こんにちはマスダです。
新しくファッションビジネスを始める人や、ファッションブランドを立ち上げたいって方の少しでも力になれればいいなと思い、ファッションビジネスを論理的に解説するシリーズ第9回【ファッションの科学 #008 ピボットは逃げではない。】の続きです。
ここまでに「課題」「課題の質」「タイミング」「全体像の把握」「SMBの強みと大企業のジレンマ」「アイテムを定めて展開する」「リーンキャンバスの作成」「ピボットは逃げではない」という話をしてきましたが、今回は「ペルソナの想定」という話です。
ペルソナを想定していく
ここまでの話で具体的なビジネスプランが設定できたとすれば、次は課題を検証する為に行う最初のステップとしてカスタマーのペルソナを想定していきましょう。
ペルソナとは、ここでの意味は想定したカスタマーのイメージを具現化するために「25歳 女性、都内在住 大手企業総合職」といった人物像のことです。

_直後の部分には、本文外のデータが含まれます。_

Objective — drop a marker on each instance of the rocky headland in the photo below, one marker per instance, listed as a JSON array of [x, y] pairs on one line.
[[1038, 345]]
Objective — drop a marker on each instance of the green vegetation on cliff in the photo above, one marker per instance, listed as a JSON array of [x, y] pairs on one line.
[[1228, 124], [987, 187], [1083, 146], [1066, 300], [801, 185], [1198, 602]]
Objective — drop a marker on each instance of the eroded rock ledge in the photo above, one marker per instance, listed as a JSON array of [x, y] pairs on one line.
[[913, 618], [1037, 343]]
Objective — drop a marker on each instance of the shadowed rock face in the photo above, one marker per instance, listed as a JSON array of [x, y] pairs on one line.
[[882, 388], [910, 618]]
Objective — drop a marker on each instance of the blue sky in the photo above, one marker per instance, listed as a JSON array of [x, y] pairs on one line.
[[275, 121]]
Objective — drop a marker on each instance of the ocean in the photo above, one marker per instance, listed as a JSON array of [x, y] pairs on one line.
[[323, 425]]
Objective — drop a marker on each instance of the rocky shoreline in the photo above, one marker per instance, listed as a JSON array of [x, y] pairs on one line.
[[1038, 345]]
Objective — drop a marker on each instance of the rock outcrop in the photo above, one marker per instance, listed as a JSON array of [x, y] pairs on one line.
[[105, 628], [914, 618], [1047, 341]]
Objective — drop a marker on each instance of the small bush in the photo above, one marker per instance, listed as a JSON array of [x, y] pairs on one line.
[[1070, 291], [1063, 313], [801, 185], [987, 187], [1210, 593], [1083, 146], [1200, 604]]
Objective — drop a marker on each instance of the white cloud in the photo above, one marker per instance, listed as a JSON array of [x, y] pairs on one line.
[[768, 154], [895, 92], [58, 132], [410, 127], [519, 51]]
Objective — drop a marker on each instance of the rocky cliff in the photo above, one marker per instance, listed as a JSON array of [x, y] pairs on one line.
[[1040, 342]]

こうした具体像を設定し、どんな課題を抱えているのかを詳しく考えていきます。
リーンキャンバスの作成では課題を抱えるカスタマーセグメントについて記述しました。
そこをさらに深掘りするためにペルソナを用意し、その心情や行動に焦点を当てていきます。
ペルソナを想定する時はリアルな人物像を思い描くことが重要です。
消費者にむけて、本質を突いた課題を設定するには、誰(ターゲット)の何(抱えている課題)をどのように(どんな商品で)という問いを投げかける必要があります。
多くの場合、【誰の】という問いが抜けがちですが、【誰の】というユーザー像を具体的に落とし込めなければ、臨場感のある課題仮説は作れません。
具体的なペルソナ像の描き方
・年齢・名前・職業・性別・趣味・生活スタイル・現在の居住地、出身地など。
・普段はどのようなメディアやSNSから情報を集めているのか?最近の話題はなんなのか?
・日々の出来事にどういう印象を持ち、どういう性格なのか?
・行動の特徴は?ITやスマホに対してのリテラシーは?
・どういう仕事をしている?
一部項目が抜けてしまっていますが、上記のようなイメージです。
出てきた具体像とリーンキャンバス上に設定した様な課題を抱えているのか?抱えているのであれば、ペルソナの課題は考えているソリューションで解決できるのか?を確認していきます。
なお、ペルソナは一度定めたら終わりではなく、リーンキャンバスのループと同じ様に、実際のカスタマーからフィードバックを得られるたびに修正し、より具体的に臨場感があるものにしていかなければなりません。
ペルソナを想定する目的
ペルソナを作る目的としては、特定の人に刺さる商品を考えていくアプローチを取ることで、ファッションブランドによくありがちな【不特定多数に気に入られなければならない】という無駄な考えを拭い去るためです。
あらゆる人にそこそこ気に入られる商品よりも、ある特定の人に圧倒的に支持される商品を構築するほうが、長く自分たちの商品を愛用してもらえる可能性があります。
またそこそこ気に入られるというレベルの商品では、既存のファッションブランドの商品で既に満足されています。
そのため、圧倒的な支持を生み出すためにも、カスタマー像を定めることは必須で、ペルソナを想定する事はとても役にたちます。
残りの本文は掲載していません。